I fight these pests with common sense and a wealth of organic weapons. Some insects, like the Mexican bean beetle, are easily hand-picked. My hands are stained brown from squishing the bronze-colored creatures.
Many insects are held in check with natural sprays and powders, such as pyrethrums, rotenone, sabadilla dust and diatomaceous earth. Sometimes I outwit the hungry bugs without resorting to sprays at all. Covering plants with floating row covers (trade name: Reemay) keeps many pests at bay.
Most sap-sucking, leaf-chewing insects I can deal with. Those that I can't include earwigs and thrips.
Everywhere I look, I see earwigs, ugly brown bugs with pincers on their backs. I've found earwigs in the garden, the mailbox, the basement and my underwear, which was hanging on the clothesline.
In fact, an earwig just ran across the keyboard of my home computer, disappearing between the letters H and J. Excuse me while I try to squash it. HJHJHJHJ.
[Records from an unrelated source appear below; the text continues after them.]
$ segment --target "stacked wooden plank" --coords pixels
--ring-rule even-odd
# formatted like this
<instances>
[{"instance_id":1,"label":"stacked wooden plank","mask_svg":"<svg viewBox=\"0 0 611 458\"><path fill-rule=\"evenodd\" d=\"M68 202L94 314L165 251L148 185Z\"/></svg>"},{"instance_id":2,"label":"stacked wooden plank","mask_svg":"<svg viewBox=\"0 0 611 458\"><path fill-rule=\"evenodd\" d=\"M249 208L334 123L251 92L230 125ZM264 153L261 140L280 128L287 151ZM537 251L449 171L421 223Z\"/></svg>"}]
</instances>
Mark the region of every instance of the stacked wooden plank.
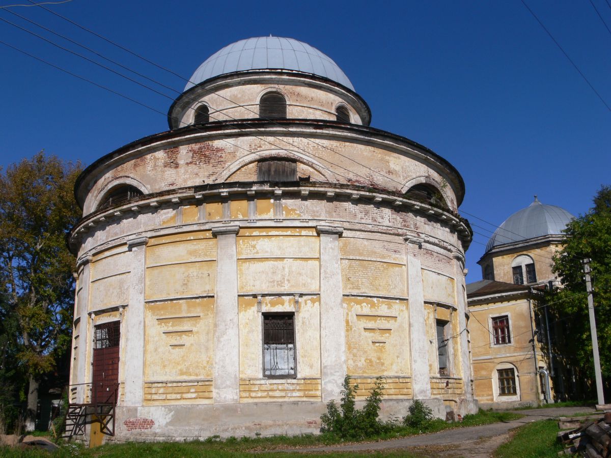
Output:
<instances>
[{"instance_id":1,"label":"stacked wooden plank","mask_svg":"<svg viewBox=\"0 0 611 458\"><path fill-rule=\"evenodd\" d=\"M565 424L566 419L561 419ZM573 455L590 458L611 457L611 412L598 419L589 420L574 429L561 431L558 438L566 446L558 454Z\"/></svg>"}]
</instances>

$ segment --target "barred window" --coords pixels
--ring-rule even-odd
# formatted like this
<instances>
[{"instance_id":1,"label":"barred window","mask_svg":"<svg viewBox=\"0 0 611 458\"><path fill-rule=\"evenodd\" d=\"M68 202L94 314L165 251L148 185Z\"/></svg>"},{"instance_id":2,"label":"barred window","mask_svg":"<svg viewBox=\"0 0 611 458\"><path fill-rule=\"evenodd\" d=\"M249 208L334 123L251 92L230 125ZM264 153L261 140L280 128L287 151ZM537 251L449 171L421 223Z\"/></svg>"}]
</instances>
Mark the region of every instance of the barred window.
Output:
<instances>
[{"instance_id":1,"label":"barred window","mask_svg":"<svg viewBox=\"0 0 611 458\"><path fill-rule=\"evenodd\" d=\"M95 348L119 346L120 321L98 324L95 327Z\"/></svg>"},{"instance_id":2,"label":"barred window","mask_svg":"<svg viewBox=\"0 0 611 458\"><path fill-rule=\"evenodd\" d=\"M448 366L448 341L446 328L449 322L437 320L437 353L439 362L439 375L448 376L450 368Z\"/></svg>"},{"instance_id":3,"label":"barred window","mask_svg":"<svg viewBox=\"0 0 611 458\"><path fill-rule=\"evenodd\" d=\"M524 274L522 272L522 266L516 266L511 267L513 272L513 283L515 285L524 284Z\"/></svg>"},{"instance_id":4,"label":"barred window","mask_svg":"<svg viewBox=\"0 0 611 458\"><path fill-rule=\"evenodd\" d=\"M518 393L516 389L516 373L513 368L498 369L499 396L511 396Z\"/></svg>"},{"instance_id":5,"label":"barred window","mask_svg":"<svg viewBox=\"0 0 611 458\"><path fill-rule=\"evenodd\" d=\"M503 315L492 318L492 335L494 336L495 345L511 343L508 316Z\"/></svg>"},{"instance_id":6,"label":"barred window","mask_svg":"<svg viewBox=\"0 0 611 458\"><path fill-rule=\"evenodd\" d=\"M210 120L210 111L206 105L200 105L195 111L195 123L202 124Z\"/></svg>"},{"instance_id":7,"label":"barred window","mask_svg":"<svg viewBox=\"0 0 611 458\"><path fill-rule=\"evenodd\" d=\"M533 283L536 282L536 274L535 272L534 264L527 264L526 267L526 280L529 283Z\"/></svg>"},{"instance_id":8,"label":"barred window","mask_svg":"<svg viewBox=\"0 0 611 458\"><path fill-rule=\"evenodd\" d=\"M295 314L263 315L263 376L295 377Z\"/></svg>"}]
</instances>

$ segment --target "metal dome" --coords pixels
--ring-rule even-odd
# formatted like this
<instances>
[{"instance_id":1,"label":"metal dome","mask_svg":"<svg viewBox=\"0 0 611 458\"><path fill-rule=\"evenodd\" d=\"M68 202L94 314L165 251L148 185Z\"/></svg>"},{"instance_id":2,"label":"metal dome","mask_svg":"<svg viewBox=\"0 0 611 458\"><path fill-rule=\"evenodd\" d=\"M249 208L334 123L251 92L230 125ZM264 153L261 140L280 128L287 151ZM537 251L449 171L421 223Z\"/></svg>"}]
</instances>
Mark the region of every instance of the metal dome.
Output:
<instances>
[{"instance_id":1,"label":"metal dome","mask_svg":"<svg viewBox=\"0 0 611 458\"><path fill-rule=\"evenodd\" d=\"M247 38L225 46L197 68L185 90L219 75L265 68L313 73L354 90L346 74L327 56L307 43L278 37Z\"/></svg>"},{"instance_id":2,"label":"metal dome","mask_svg":"<svg viewBox=\"0 0 611 458\"><path fill-rule=\"evenodd\" d=\"M573 218L563 208L544 205L535 196L534 202L516 211L499 227L488 241L486 251L499 245L561 234Z\"/></svg>"}]
</instances>

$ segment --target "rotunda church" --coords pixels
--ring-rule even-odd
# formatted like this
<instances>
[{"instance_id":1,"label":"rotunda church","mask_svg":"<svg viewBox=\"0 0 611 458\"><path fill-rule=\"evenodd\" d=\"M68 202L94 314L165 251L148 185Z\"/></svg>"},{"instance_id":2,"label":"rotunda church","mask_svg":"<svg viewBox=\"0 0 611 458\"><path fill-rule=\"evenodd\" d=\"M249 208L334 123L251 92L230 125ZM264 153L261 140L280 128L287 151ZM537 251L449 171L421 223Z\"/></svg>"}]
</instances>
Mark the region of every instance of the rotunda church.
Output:
<instances>
[{"instance_id":1,"label":"rotunda church","mask_svg":"<svg viewBox=\"0 0 611 458\"><path fill-rule=\"evenodd\" d=\"M385 416L475 410L464 182L371 116L318 49L249 38L82 172L75 435L317 432L346 374Z\"/></svg>"}]
</instances>

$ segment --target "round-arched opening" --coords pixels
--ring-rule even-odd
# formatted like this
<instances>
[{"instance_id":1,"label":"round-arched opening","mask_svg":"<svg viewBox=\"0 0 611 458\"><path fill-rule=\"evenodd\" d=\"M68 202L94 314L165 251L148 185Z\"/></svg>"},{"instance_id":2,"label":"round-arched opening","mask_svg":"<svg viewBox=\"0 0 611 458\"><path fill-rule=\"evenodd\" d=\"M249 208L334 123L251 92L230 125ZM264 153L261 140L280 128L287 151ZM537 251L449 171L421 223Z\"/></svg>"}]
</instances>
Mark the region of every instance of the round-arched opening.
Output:
<instances>
[{"instance_id":1,"label":"round-arched opening","mask_svg":"<svg viewBox=\"0 0 611 458\"><path fill-rule=\"evenodd\" d=\"M282 94L269 92L259 101L259 117L263 119L285 119L287 100Z\"/></svg>"},{"instance_id":2,"label":"round-arched opening","mask_svg":"<svg viewBox=\"0 0 611 458\"><path fill-rule=\"evenodd\" d=\"M350 113L346 109L346 107L338 106L335 111L335 120L340 123L350 122Z\"/></svg>"},{"instance_id":3,"label":"round-arched opening","mask_svg":"<svg viewBox=\"0 0 611 458\"><path fill-rule=\"evenodd\" d=\"M412 186L405 193L405 197L411 200L447 209L448 206L441 191L432 184L419 183Z\"/></svg>"},{"instance_id":4,"label":"round-arched opening","mask_svg":"<svg viewBox=\"0 0 611 458\"><path fill-rule=\"evenodd\" d=\"M97 209L116 206L141 195L144 195L144 194L135 186L131 184L119 184L106 193Z\"/></svg>"},{"instance_id":5,"label":"round-arched opening","mask_svg":"<svg viewBox=\"0 0 611 458\"><path fill-rule=\"evenodd\" d=\"M207 105L200 105L196 109L194 124L203 124L210 122L210 110Z\"/></svg>"}]
</instances>

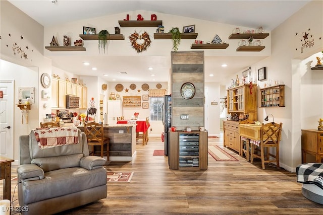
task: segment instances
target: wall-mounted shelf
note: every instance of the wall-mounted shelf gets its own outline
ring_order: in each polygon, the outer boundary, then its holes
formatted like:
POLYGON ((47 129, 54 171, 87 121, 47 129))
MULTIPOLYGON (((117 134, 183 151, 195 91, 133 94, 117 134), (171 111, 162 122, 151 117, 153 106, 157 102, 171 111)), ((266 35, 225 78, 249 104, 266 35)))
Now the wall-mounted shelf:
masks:
POLYGON ((23 105, 23 104, 18 104, 17 106, 20 108, 20 110, 30 110, 30 106, 31 104, 29 105, 23 105))
MULTIPOLYGON (((98 40, 98 34, 80 34, 80 37, 84 40, 98 40)), ((124 40, 123 34, 110 34, 108 40, 124 40)))
MULTIPOLYGON (((197 33, 184 33, 181 34, 181 39, 196 39, 197 33)), ((164 33, 153 34, 153 38, 155 40, 171 39, 172 33, 164 33)))
POLYGON ((285 107, 285 85, 260 89, 261 102, 259 107, 285 107))
POLYGON ((323 70, 323 65, 316 65, 311 68, 312 70, 323 70))
POLYGON ((265 48, 263 45, 242 45, 239 46, 237 51, 260 51, 265 48))
POLYGON ((45 46, 45 48, 50 51, 86 51, 86 49, 83 46, 45 46))
POLYGON ((269 36, 268 33, 259 33, 258 34, 231 34, 229 36, 230 40, 237 40, 242 39, 248 39, 250 37, 254 39, 264 39, 269 36))
POLYGON ((163 21, 162 20, 120 20, 119 25, 120 27, 158 27, 158 25, 163 25, 163 21))
POLYGON ((229 46, 229 43, 221 43, 221 44, 196 44, 193 43, 191 45, 191 49, 225 49, 229 46))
Horticulturists call earwigs beneficial insects because they eat decaying vegetation. Alas, my earwigs favor live plants. Zinnias, hollyhocks, lettuce and dahlias. I've emptied my arsenal and still they keep coming. Now the earwigs are inside the house. HJHJHJHJ.
On the other hand, I've never actually seen a thrip. Yet I know they're here because my wife's roses are ruined. As each bud opens, the tips turn brown as if singed by a flame.
Meg returned one such rose to the garden center where she'd purchased the plants. "Thrips!" the manager exclaimed, recoiling horror and handing her a bottle of murky liquid. The stuff contains a polysyllabic chemical which, when released in the air, destroys thrips and all life as we know it. Except for the roses. At least, that's how I read the label. I'm afraid to touch the bottle, much less open it.
The thrips live on. But so do I. And that darn earwig. HJHJHJHJ.